Quartett setzt auf Inklusion
09.02.2012 | 18:19 Uhr 2012-02-09T18:19:00+0100
Herne. Vier weiterführende Herner Schulen werden auch künftig Gemeinsamen Unterricht anbieten. Ob auch die Hauptschule Hölkeskamp erneut Kinder mit Lernbehinderungen aufnehmen wird, ist offen.
Vier weiterführende Schulen haben im vergangenen Herbst erstmals Kinder mit Lernbehinderungen aufgenommen. Jetzt steht fest: Alle vier werden auch im Schuljahr 2012/13 wieder eine Eingangsklasse bilden, die im Sinne der „Inklusion“ arbeitet. Für eine Fortführung des Gemeinsamen Unterrichts (GU) haben sich entschieden: die Gesamtschulen Mont Cenis und Erich Fried, die Realschule Crange und das Gymnasium Eickel. Ob die Hauptschule Hölkeskampring, die schon früher in den GU eingestiegen ist, dabei bleibt, steht noch nicht fest (siehe Kasten).

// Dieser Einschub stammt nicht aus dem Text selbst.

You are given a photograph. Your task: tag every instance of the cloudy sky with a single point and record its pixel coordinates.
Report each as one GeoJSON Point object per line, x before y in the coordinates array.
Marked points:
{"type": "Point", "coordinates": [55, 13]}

Mit rund 30 Anmeldungen für das nächste Schuljahr ist die Anzahl der integrativ zu beschulenden Kinder noch einmal gestiegen. Rein rechnerisch erfordert ein Förderkind zweieinhalb sonderpädagogische Lehrerstunden. Und hier fängt das Problem für das Schulamt an. Wie Schulamtsdirektor Reinhard Leben auch dem Schulausschuss kürzlich mitteilte, drängen die Sonderpädagogen nicht gerade in die allgemeinbildenden Schulen.
Aber: „Wir können die Lehrkräfte nicht gegen ihren Willen abordnen.“ Der Personalrat muss einer Abordnung an eine andere Schule zustimmen, was aber nicht geschehe, wenn der Lehrer nicht einverstanden ist. „Die Förderschulen sind jetzt zu 100 Prozent besetzt“, sagt Leben. Zieht er Sonderpädagogen ab, drohe dort eine Unterversorgung. „Wir haben nicht genügend Bewerber.“ In Bochum hätten „die Förderschulen teilweise schon mehr Seiteneinsteiger als Sonderpädagogen“.
Mitte Februar rechnet Leben mit den endgültigen Anmeldezahlen. Dann werden die Kinder mit Förderbedarf, die nach Wunsch ihrer Eltern integrativ unterrichtet werden sollen, den Schulen zugeordnet, „möglichst wohnortnah und zusammen mit den Klassenkameraden ihrer alten Grundschule“. In den allermeisten Fällen habe dieses letztes Jahr geklappt.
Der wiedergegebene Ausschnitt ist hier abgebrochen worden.